Part of the reason is because I enjoy writing funny things and watching Hilary's reaction. The other part of the reason is because it's easier for me to feed off of the things she writes.
In short, it's hard to be funny when I'm by myself. Because I can't hear/see anyone laughing. Alas.
Until recently, I had achieved a near-impossible feat. After a year of sharing a room with two girls (and we shared the common room with another girl) and a year of having a room in a hallway where one can hear ANYTHING that's going on, I had never overheard people having sex. I was very proud of this fact. Sadly, my overhearing other people having sex virginity is gone, and I told Amital that I'm going to knock on her door if she is ever too loud when she's doing it. She only thought this was a little funny...and that's because she believes that I might actually do it.
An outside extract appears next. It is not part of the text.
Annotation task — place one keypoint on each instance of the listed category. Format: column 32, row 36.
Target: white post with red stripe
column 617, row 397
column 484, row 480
So I decided on an excellent rule for my Goldsmith apartment: If my hookup/relationship life is barren, I have no desire to hear yours. Well, I never have a desire to hear anyone's, but I can promise that I'll be a hell of a lot more tolerant. If said hookup/relationship life is barren, I have no qualms about hearing about other people (not the details, though...that'd be weird), I just don't want to actually hear it. Because then I will feel lame.
In intern-related news, I wrote and submitted the brief and translated a weirdly-phrased Hebrew passage and turned it into a photo caption. Thank you, JTS Hebrew reading and oral/aural classes. You taught me how to use Gooogle translator and Morfix.
2 comments:
The solution is to get a hookup/relationship life. Everybody wins!
Assuming I write about it, of course.